Let $(E, \mathcal{A})$ be a Polish space. Let $\mathcal{M}_1$ be the space of measures $\mu$ on $( E, \mathcal{A})$ with $\mu(E) \leq 1$. A family of bounded continuous function $\mathcal{E}$ is called separating family for $\mathcal{M}_1$ iff for all $\mu, \gamma \in \mathcal{M}_1$ we have \begin{equation} \forall f \in \mathcal{E}: \int f d\mu = \int g d \gamma \quad \implies \mu = \gamma. \end{equation} Does there exist a countable separating family for $\mathcal{M}_1$?

Answer 1

Let $\{x_n\}$ be a countable dense set in E. For any $n,m \geq 1, r \in \mathbb Q$ let $f_{n,m,r}$ be a continuous function with values in $[0,1]$ such that $f_{n,m,r}=1$ on $B(x_n,r)$ and $0$ off $B(x_n,r+\frac 1 m)$. If $\int f d\mu=\int f d\nu$ for all these functions we can let $m \to \infty$ to get $\mu (B(x_n,r))=\nu (B(x_n,r))$ for all n and r.
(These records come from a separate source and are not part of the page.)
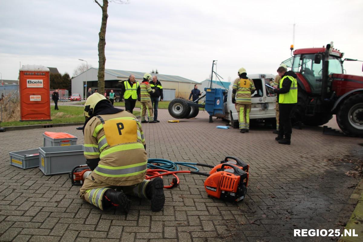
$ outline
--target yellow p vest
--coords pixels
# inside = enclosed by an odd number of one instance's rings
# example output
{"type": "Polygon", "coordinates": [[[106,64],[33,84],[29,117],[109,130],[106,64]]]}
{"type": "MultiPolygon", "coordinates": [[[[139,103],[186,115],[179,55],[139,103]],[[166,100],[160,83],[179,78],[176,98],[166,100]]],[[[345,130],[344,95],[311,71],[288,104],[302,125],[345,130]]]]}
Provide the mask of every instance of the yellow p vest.
{"type": "Polygon", "coordinates": [[[123,94],[124,98],[127,99],[131,96],[132,99],[137,99],[137,89],[139,87],[139,82],[135,82],[135,83],[132,86],[129,83],[129,81],[125,81],[125,93],[123,94]]]}
{"type": "Polygon", "coordinates": [[[296,103],[297,102],[297,81],[296,78],[289,75],[285,76],[280,81],[280,88],[282,88],[282,83],[287,78],[291,80],[290,90],[286,93],[279,94],[278,102],[279,103],[296,103]]]}

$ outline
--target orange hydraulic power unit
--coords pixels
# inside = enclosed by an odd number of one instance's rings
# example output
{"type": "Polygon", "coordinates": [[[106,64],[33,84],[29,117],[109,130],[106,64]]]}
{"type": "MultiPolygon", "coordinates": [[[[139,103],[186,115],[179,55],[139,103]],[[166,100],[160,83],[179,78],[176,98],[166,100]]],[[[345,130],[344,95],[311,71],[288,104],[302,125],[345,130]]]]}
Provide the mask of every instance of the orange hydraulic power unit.
{"type": "Polygon", "coordinates": [[[27,65],[19,70],[20,121],[52,120],[49,69],[27,65]]]}

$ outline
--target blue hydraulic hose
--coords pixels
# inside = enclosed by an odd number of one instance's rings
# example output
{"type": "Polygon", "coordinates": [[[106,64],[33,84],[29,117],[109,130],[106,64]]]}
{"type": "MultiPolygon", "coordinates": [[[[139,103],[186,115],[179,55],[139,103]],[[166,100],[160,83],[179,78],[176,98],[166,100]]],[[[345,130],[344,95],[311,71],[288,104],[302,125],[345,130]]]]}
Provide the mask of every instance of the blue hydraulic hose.
{"type": "Polygon", "coordinates": [[[195,171],[199,171],[199,169],[194,166],[197,163],[192,162],[173,162],[171,160],[164,159],[152,158],[148,159],[147,168],[151,169],[162,169],[170,171],[179,171],[178,165],[185,166],[195,170],[195,171]],[[152,164],[154,163],[154,164],[152,164]],[[159,165],[155,165],[157,164],[159,165]]]}

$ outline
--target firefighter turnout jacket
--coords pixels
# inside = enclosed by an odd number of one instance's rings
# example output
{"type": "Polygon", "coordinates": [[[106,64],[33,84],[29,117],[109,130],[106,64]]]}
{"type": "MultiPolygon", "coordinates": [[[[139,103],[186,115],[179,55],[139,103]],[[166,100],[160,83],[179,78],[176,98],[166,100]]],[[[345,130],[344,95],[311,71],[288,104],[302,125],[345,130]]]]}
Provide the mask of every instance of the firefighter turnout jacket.
{"type": "Polygon", "coordinates": [[[232,92],[232,98],[236,98],[236,103],[237,104],[251,104],[251,94],[256,89],[253,81],[248,77],[246,79],[238,77],[234,80],[232,92]]]}
{"type": "Polygon", "coordinates": [[[140,93],[141,94],[141,102],[144,103],[147,102],[151,102],[150,98],[150,94],[155,92],[155,89],[152,89],[150,84],[147,81],[143,81],[140,84],[140,93]]]}
{"type": "Polygon", "coordinates": [[[84,134],[85,157],[87,161],[99,159],[91,174],[96,180],[114,186],[144,180],[147,163],[145,139],[135,116],[126,111],[96,116],[87,123],[84,134]]]}

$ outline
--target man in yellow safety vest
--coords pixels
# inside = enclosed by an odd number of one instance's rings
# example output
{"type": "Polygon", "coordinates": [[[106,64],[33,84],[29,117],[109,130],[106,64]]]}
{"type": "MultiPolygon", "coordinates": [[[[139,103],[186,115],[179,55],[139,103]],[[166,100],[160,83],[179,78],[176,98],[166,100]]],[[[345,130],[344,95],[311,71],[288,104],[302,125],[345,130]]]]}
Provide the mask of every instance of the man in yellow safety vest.
{"type": "Polygon", "coordinates": [[[291,116],[297,103],[297,76],[292,71],[287,71],[284,66],[279,67],[277,73],[281,80],[278,87],[274,87],[273,91],[278,94],[280,125],[278,135],[275,139],[279,144],[290,144],[292,133],[291,116]]]}
{"type": "MultiPolygon", "coordinates": [[[[131,74],[129,79],[123,82],[121,85],[120,97],[125,99],[125,110],[131,114],[135,107],[136,100],[140,99],[140,85],[136,81],[135,76],[131,74]]],[[[139,100],[139,101],[140,100],[139,100]]]]}

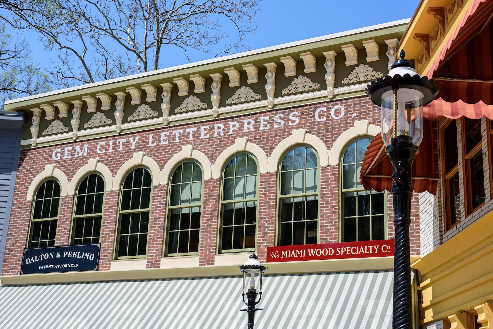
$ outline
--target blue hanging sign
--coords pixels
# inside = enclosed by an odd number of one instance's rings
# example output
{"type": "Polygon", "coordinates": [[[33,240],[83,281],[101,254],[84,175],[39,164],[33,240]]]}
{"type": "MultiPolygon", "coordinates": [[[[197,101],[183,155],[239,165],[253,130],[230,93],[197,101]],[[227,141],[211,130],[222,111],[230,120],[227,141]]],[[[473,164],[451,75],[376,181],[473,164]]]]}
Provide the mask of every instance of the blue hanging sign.
{"type": "Polygon", "coordinates": [[[97,271],[101,243],[26,248],[21,274],[97,271]]]}

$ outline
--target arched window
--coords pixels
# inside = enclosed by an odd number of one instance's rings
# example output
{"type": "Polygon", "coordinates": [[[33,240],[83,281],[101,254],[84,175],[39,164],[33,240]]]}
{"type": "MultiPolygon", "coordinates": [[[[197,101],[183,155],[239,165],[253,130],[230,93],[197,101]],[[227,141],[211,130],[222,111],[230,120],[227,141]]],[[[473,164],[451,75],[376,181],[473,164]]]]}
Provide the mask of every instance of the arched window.
{"type": "Polygon", "coordinates": [[[386,238],[385,193],[366,191],[359,181],[368,138],[355,141],[346,149],[341,162],[342,242],[386,238]]]}
{"type": "Polygon", "coordinates": [[[300,146],[282,159],[280,173],[279,244],[317,243],[318,228],[318,161],[300,146]]]}
{"type": "Polygon", "coordinates": [[[221,251],[255,247],[257,231],[257,185],[255,159],[247,154],[233,157],[224,168],[221,200],[221,251]]]}
{"type": "Polygon", "coordinates": [[[41,184],[33,203],[29,247],[55,245],[60,205],[60,183],[50,179],[41,184]]]}
{"type": "Polygon", "coordinates": [[[149,171],[137,168],[123,181],[120,194],[116,258],[144,257],[147,253],[152,179],[149,171]]]}
{"type": "Polygon", "coordinates": [[[103,177],[91,174],[82,180],[75,198],[72,243],[99,242],[104,200],[103,177]]]}
{"type": "Polygon", "coordinates": [[[170,182],[168,256],[199,251],[202,214],[202,170],[191,161],[175,170],[170,182]]]}

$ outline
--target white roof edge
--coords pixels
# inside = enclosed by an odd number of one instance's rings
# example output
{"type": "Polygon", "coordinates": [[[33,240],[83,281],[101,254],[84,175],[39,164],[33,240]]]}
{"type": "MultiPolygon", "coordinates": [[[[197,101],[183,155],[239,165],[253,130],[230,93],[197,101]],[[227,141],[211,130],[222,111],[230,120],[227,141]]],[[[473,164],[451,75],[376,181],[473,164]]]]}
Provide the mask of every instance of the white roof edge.
{"type": "Polygon", "coordinates": [[[51,96],[58,94],[64,94],[66,93],[70,93],[70,92],[74,92],[74,91],[76,91],[77,90],[86,89],[87,88],[97,87],[98,86],[109,84],[111,83],[114,83],[116,82],[123,82],[126,80],[132,80],[134,79],[137,79],[139,78],[142,78],[146,76],[150,76],[152,75],[159,74],[163,73],[166,73],[167,72],[171,72],[173,71],[176,71],[180,69],[193,67],[194,66],[198,66],[202,65],[206,65],[207,64],[210,64],[214,63],[222,62],[223,61],[227,61],[228,60],[234,59],[236,58],[240,58],[241,57],[256,55],[257,54],[261,54],[262,53],[266,53],[268,52],[274,51],[278,49],[282,49],[283,48],[288,48],[290,47],[294,47],[296,46],[299,46],[303,44],[307,44],[313,42],[317,42],[320,41],[323,41],[324,40],[329,40],[330,39],[334,39],[335,38],[340,37],[341,36],[351,35],[352,34],[363,33],[364,32],[371,31],[374,30],[384,29],[391,26],[399,25],[400,24],[408,23],[410,21],[411,21],[410,18],[406,18],[398,21],[394,21],[393,22],[385,23],[381,24],[378,24],[377,25],[372,25],[371,26],[365,27],[364,28],[360,28],[359,29],[355,29],[354,30],[351,30],[349,31],[344,31],[342,32],[338,32],[330,34],[322,35],[321,36],[317,36],[314,38],[311,38],[310,39],[305,39],[305,40],[301,40],[300,41],[294,41],[293,42],[283,43],[282,44],[278,45],[276,46],[272,46],[271,47],[260,48],[259,49],[249,50],[248,51],[246,51],[243,53],[232,54],[231,55],[228,55],[227,56],[223,56],[221,57],[211,58],[208,60],[201,61],[199,62],[194,62],[193,63],[187,63],[186,64],[183,64],[182,65],[179,65],[175,66],[171,66],[170,67],[166,67],[165,68],[161,68],[154,71],[149,71],[147,72],[144,72],[143,73],[137,73],[136,74],[133,74],[132,75],[128,75],[127,76],[120,77],[119,78],[116,78],[115,79],[111,79],[110,80],[105,80],[102,81],[98,81],[97,82],[94,82],[94,83],[89,83],[85,85],[76,86],[75,87],[72,87],[69,88],[65,88],[64,89],[58,89],[57,90],[55,90],[51,92],[48,92],[47,93],[43,93],[42,94],[38,94],[37,95],[32,95],[31,96],[26,96],[25,97],[22,97],[18,99],[10,99],[9,100],[6,100],[5,101],[4,104],[5,105],[7,104],[13,104],[14,103],[17,103],[21,101],[30,100],[31,99],[35,99],[36,98],[41,98],[43,97],[51,96]]]}

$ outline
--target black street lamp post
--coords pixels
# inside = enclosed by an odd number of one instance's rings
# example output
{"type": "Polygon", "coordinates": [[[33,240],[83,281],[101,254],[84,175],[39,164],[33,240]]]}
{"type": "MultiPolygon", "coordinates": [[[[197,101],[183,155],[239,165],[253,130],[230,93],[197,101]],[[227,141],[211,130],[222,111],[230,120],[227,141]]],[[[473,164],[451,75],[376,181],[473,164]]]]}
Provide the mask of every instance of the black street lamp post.
{"type": "Polygon", "coordinates": [[[258,257],[253,253],[248,257],[248,260],[245,264],[239,266],[240,270],[243,272],[243,302],[248,307],[241,310],[246,311],[248,314],[248,329],[253,329],[255,322],[255,311],[260,311],[261,308],[255,308],[255,305],[258,304],[262,299],[262,273],[265,272],[267,269],[265,266],[262,266],[258,261],[258,257]],[[260,283],[260,289],[257,292],[256,283],[260,283]],[[245,290],[246,292],[245,293],[245,290]],[[247,302],[245,301],[245,295],[246,295],[247,302]],[[259,296],[257,300],[257,296],[259,296]]]}
{"type": "Polygon", "coordinates": [[[400,59],[388,74],[372,81],[366,94],[382,107],[382,136],[393,169],[392,196],[394,206],[393,329],[412,327],[409,226],[413,196],[411,166],[423,139],[423,106],[435,98],[440,87],[432,79],[422,77],[410,62],[400,59]]]}

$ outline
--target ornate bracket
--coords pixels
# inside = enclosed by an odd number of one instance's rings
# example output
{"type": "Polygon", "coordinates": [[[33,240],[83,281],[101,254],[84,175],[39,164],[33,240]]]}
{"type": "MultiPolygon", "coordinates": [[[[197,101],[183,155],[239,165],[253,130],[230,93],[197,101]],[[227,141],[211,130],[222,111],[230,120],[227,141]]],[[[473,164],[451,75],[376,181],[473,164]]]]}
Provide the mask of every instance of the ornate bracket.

If we consider all finite products of the functions just described we get another countable family and for this family $\int f d\mu=\int f d\nu$ for all these functions implies that $\mu$ and $\nu$ assign the same measure to finite intersections of the balls $B(x_n,r)$. An application of the $\pi - \lambda$ theorem should now complete the proof. [I am almost sure but not fully sure that this works :-). Let me know if you find a hole in the argument].